To trial this process, we have produced a prototype of a simple command-line tool which takes JSON data from Indonesia’s BO API as input, then returns functionally equivalent BODS JSON as output.

Screenshot of Indonesia's example JSON alongside BODS JSON code output

The code behind this is available on GitHub and we have released it as open source under the MIT licence. It is relatively simple Javascript code, which we hope makes it understandable to the widest audience. The code is not intended to be a production-ready system that Indonesia could use as is, but it has other benefits besides the knowledge we gained from writing it. Firstly, it lets us codify many of the modelling decisions that are necessary when publishing any data as BODS. Working from documentation and example data from Indonesia’s API, we are bound to have made mistakes of understanding. The types of modelling decisions we have made can be hard to communicate across a language barrier, whereas code is more precise and easier to reference when asking questions. For example: which name field should we attribute when a declaration is submitted by a notary? Or, how do we tell the difference between ownership changing hands and owners changing names?

Mapping data to the BODS in this way also makes it easier for us to communicate wider points of critique about systems and the legislation that backs them. BODS terminology is directly referenceable to the Open Ownership Principles, so when we talk about the importance of historical data, or unambiguous identifiers, we can point to the specific parts of the BODS schema that enable that. With local data mapped to the BODS we can highlight shortcomings with great specificity.

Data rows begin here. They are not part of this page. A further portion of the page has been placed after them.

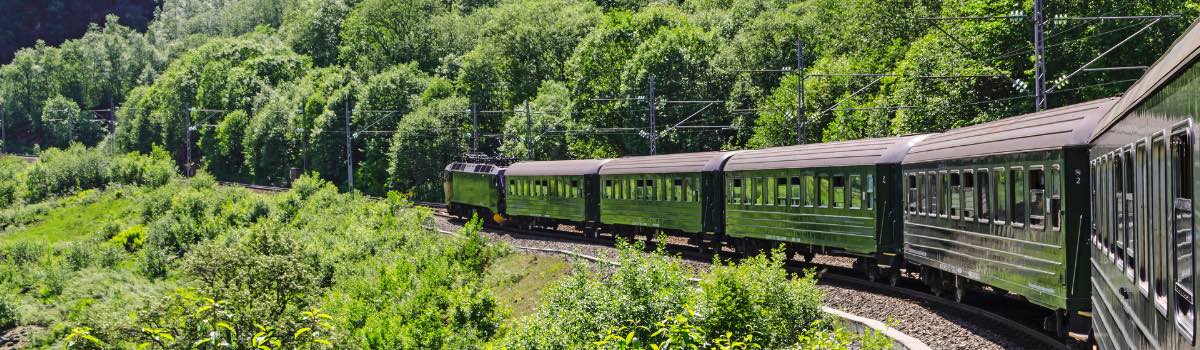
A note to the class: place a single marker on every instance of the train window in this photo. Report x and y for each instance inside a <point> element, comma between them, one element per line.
<point>810,191</point>
<point>955,194</point>
<point>823,191</point>
<point>1158,205</point>
<point>737,191</point>
<point>1141,234</point>
<point>796,191</point>
<point>923,192</point>
<point>1019,207</point>
<point>781,191</point>
<point>984,197</point>
<point>1055,183</point>
<point>870,192</point>
<point>1037,198</point>
<point>1001,203</point>
<point>693,189</point>
<point>935,189</point>
<point>760,191</point>
<point>856,192</point>
<point>1182,234</point>
<point>839,191</point>
<point>969,195</point>
<point>912,192</point>
<point>1116,176</point>
<point>1129,213</point>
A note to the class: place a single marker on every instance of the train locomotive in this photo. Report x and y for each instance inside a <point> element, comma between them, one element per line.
<point>1085,210</point>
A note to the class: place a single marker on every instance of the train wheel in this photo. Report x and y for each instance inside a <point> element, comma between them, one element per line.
<point>960,289</point>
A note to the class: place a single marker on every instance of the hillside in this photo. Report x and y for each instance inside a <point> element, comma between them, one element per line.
<point>259,86</point>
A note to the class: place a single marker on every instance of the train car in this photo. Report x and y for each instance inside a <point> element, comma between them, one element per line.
<point>676,194</point>
<point>1005,204</point>
<point>474,189</point>
<point>835,198</point>
<point>552,193</point>
<point>1141,247</point>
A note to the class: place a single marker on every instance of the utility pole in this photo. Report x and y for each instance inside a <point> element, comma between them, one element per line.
<point>4,132</point>
<point>474,127</point>
<point>528,132</point>
<point>349,151</point>
<point>305,126</point>
<point>187,140</point>
<point>654,134</point>
<point>1039,59</point>
<point>801,121</point>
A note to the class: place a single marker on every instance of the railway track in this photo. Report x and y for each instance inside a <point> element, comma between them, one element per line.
<point>1015,326</point>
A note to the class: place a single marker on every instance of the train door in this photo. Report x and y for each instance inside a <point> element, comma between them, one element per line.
<point>1181,221</point>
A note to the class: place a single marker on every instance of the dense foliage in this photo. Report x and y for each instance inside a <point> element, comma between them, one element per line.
<point>130,255</point>
<point>259,86</point>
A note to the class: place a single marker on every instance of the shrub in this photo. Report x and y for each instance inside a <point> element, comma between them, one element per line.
<point>643,290</point>
<point>757,296</point>
<point>131,239</point>
<point>7,311</point>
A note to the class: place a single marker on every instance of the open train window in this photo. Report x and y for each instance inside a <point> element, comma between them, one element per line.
<point>1182,234</point>
<point>810,191</point>
<point>1055,183</point>
<point>1140,172</point>
<point>737,191</point>
<point>969,195</point>
<point>1129,213</point>
<point>856,192</point>
<point>869,195</point>
<point>1018,207</point>
<point>1001,195</point>
<point>796,191</point>
<point>935,194</point>
<point>923,192</point>
<point>1037,183</point>
<point>781,191</point>
<point>984,195</point>
<point>823,192</point>
<point>1159,185</point>
<point>955,194</point>
<point>839,191</point>
<point>912,192</point>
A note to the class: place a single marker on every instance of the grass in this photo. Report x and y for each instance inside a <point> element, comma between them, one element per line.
<point>72,222</point>
<point>519,279</point>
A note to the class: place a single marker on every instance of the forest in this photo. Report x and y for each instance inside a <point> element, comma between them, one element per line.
<point>247,90</point>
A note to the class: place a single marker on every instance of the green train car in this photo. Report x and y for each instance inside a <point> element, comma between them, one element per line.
<point>678,194</point>
<point>474,189</point>
<point>1144,170</point>
<point>552,193</point>
<point>1005,204</point>
<point>834,198</point>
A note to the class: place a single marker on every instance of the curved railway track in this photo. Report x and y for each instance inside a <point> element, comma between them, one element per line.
<point>1013,325</point>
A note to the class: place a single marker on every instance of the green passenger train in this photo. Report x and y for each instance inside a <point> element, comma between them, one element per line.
<point>1085,210</point>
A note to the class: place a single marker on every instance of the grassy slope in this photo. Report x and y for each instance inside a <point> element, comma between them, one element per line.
<point>519,279</point>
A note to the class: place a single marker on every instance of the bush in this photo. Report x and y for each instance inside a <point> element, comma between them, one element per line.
<point>131,239</point>
<point>757,296</point>
<point>643,290</point>
<point>7,312</point>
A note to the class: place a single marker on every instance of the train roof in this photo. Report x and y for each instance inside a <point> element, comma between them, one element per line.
<point>556,168</point>
<point>695,162</point>
<point>844,154</point>
<point>1054,128</point>
<point>460,167</point>
<point>1174,62</point>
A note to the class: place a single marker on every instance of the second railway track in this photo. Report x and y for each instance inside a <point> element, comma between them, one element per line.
<point>1011,326</point>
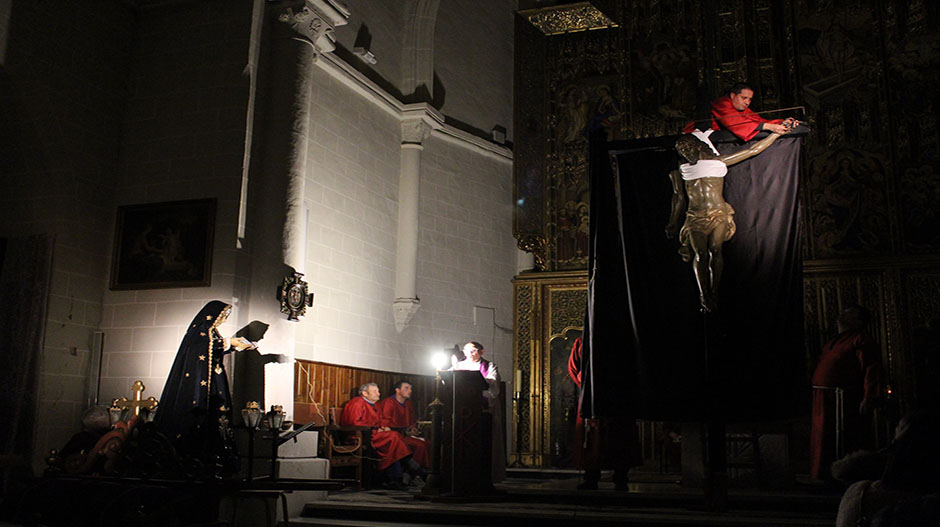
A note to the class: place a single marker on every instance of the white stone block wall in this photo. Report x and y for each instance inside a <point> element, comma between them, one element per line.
<point>61,103</point>
<point>352,189</point>
<point>185,122</point>
<point>466,251</point>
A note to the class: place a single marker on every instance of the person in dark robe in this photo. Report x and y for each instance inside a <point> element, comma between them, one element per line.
<point>732,112</point>
<point>397,412</point>
<point>602,442</point>
<point>388,444</point>
<point>851,363</point>
<point>196,406</point>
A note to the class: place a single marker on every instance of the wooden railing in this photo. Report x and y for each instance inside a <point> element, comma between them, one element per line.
<point>319,386</point>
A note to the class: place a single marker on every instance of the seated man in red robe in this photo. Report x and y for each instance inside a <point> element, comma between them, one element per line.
<point>388,444</point>
<point>602,443</point>
<point>398,412</point>
<point>732,112</point>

Finally, having data in BODS unlocks the potential to use other tools that work with BODS data; for example, we can present this visualisation of the example data Indonesia provided, which was generated automatically by our BODS visualisation tool from the data we mapped:

Example network visualisation of Indonesian beneficial ownership data

Next steps

Our next steps with these prototypes are to share them more widely with stakeholders in Indonesia, Mexico, and South Africa. We have already shown screenshots and talked about our work at high-level events, but we need to get them into the hands of the people responsible for the technical details, so that they can challenge our understanding and help us work out what might be possible in the future. We hope our forthcoming appointment of local consultants and our continued collaboration with the GDMP and wider GDS teams will help make this possible.